As yet another eventful year draws to a close and we’re on the threshold of a brand new one, it is time to look at the years behind us to craft our paths ahead, looking to a more wholesome phase that harmoniously integrates professional and personal spheres. While some senior executives tell us work/life balance is at best an elusive ideal and at worst a complete myth, there are leaders who make prudent choices about which opportunities to pursue and which to decline, engaging meaningfully with work and family, and neither losing their foothold on success nor depleting themselves while achieving that.
This write-up draws on the findings of five years’ worth of interviews conducted by 600 second year students of Harvard Business School’s Managing Human Capital course, covering 82 senior executives attending a Harvard Business School Leadership program and interacting with almost 4000 executives worldwide.
Meticulous planning, deliberate choices, and unflinching commitment to both spheres don’t guarantee complete control. Life sometimes takes over. Ailments, accidents, mishaps, catastrophes come without ringing any bell. Many executives manage to maintain their work momentum despite life’s stumbling blocks, while their families continue to be the fountainhead of their well-being. A common thread unites their stories. By and large, their lives are built around the following key determinants of success:
Understanding and Defining Success for Oneself: While leading a major project, just as one defines what a win would look like, similarly it helps defining and having a vision of success from early on in life, accepting of course that it would evolve over time. Definitions of professional and personal success range from the tactical to the conceptual – individual achievement, working with a good team in a good environment, ongoing learning and development opportunities, financial success, rewarding relationships, happiness among others. Some intriguing gender differences emerged in the interviews though. In the question of work and family responsibilities colliding, men laid claim to the traditional socio- economic narrative of being the good provider and measured themselves against it. Rarely viewing themselves working for their families in the way men did, women emphasized how important it was for their kids to see them as competent professionals, with both work and home being equally significant to them.
Managing Technology Judiciously: While it is critical to corral emails, text messages, voice mails and other forms of communication for professional reasons, deciding when, how, and where to be accessible for work is an ongoing challenge. When it comes to using communications technology to be in two places at once, more than a third of the surveyed executives viewed it as an invader that can eventually erode performance and motivation levels. Quite a price to pay for constantly being plugged in! A wise professional simply learns to view technology as a good servant but a bad master, multitask only up to a point without burning out, and be available but not too available!
Building Vibrant Support Networks: Managing family and professional life requires a strong network of behind-the-scene supporters. Emotional support is equally essential for even the top bosses to vent, to bounce ideas, and to gain fresh perspective on a problem or a decision from a personal network, as team members always do not have the distance to be objective. Men tend to prefer separate networks of colleagues and friends, more so to counterbalance work. A senior executive put it aptly, “If all of your socializing centers around your work life, you tend to experience an ever-decreasing circle of influence and ideas”. Some people simply want to protect their personal relationships from the churn of the workplace.

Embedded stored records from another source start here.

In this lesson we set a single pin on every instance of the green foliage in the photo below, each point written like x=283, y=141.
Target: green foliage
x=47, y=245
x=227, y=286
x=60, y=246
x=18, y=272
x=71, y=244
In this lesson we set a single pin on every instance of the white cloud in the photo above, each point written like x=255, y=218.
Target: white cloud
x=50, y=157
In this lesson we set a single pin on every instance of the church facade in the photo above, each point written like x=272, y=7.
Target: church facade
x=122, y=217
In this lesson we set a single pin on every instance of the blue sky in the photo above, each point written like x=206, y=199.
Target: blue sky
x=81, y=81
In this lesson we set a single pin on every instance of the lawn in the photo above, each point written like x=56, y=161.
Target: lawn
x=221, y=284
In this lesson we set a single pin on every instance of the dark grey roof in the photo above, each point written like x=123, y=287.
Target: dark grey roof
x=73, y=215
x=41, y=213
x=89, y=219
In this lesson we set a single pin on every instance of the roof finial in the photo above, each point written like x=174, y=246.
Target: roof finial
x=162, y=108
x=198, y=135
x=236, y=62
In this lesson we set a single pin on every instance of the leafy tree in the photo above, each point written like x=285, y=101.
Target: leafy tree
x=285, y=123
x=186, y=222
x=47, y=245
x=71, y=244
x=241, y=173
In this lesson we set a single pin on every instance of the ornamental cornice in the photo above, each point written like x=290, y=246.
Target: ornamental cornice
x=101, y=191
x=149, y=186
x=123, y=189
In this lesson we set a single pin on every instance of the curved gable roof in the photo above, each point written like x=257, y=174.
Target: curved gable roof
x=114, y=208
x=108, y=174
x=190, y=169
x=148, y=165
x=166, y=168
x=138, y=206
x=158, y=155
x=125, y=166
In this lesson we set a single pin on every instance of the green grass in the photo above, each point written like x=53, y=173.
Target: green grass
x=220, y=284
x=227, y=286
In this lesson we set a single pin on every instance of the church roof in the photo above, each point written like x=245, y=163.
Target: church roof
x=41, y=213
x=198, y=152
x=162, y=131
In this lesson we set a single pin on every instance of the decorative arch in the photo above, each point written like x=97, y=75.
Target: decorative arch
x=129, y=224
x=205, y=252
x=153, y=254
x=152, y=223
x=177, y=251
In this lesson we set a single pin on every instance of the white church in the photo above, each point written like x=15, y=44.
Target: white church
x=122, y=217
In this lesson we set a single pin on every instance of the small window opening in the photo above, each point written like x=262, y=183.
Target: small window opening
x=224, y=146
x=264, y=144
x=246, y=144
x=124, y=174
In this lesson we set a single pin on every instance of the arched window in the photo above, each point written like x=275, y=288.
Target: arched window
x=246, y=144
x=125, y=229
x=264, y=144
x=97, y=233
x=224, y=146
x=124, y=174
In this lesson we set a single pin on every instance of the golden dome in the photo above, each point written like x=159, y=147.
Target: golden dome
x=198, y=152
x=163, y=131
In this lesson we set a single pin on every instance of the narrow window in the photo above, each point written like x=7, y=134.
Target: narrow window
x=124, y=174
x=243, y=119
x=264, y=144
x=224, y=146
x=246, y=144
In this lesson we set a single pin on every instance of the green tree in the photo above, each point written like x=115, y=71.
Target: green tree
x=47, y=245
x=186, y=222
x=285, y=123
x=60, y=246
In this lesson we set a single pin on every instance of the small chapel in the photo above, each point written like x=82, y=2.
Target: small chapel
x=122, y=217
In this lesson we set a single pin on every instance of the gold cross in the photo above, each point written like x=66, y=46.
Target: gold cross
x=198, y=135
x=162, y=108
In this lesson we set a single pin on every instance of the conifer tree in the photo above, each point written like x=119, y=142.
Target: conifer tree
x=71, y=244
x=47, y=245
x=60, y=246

Traveling or Relocating Selectively: Discussions about work/life balance usually focus more on managing time, less on managing one’s location. When leaders decide whether to travel or relocate (internationally or domestically), their home lives play a huge part. Several executives have their careers side-tracked or derailed because a partner or spouse needed to relocate. Women are more compelled to cut back on business trips not just for their child- bearing and rearing responsibilities, but also because of restrictive gender roles in certain cultures. It goes without saying, ambitious young executives should decide early on if they find travel undesirable. That way they can avoid getting trapped in an industry or organization that doesn’t mesh with their preference.
Collaborating With One’s Partner: Many leaders emphasize the importance of compatible and complementary relationships, valuing their partners’ emotional intelligence, big picture thinking, capability to provide guidance in making the right choices – in short whatever cognitive or behavioral skills balance out their own tendencies. Apart from lending emotional support, partners can be the best sounding boards, honest critics, and help in developing the other’s potential effectively. An interesting though uncomfortable insight gained is – while male executives praised their partners more for making positive contribution to their careers, women thanked them more for freeing them from traditional household duties, or simply not for interfering!
Finally, while it can’t be predicted what the workplace or the family will look like in times to come, or if the two institutions will coexist, there will always be multiple routes to and definitions of success. Life will continue to take its own twists and turns, and men will have to concentrate their efforts, accepting that of the many paths of success none can be walked alone.
December 2015
Based on Harvard Business Review South Asia March 2014 ‘Manage Your Work, Manage Your Life’ by Boris Groysberg Professor of Business Administration at Harvard Business School, and co-author of Talk, Inc.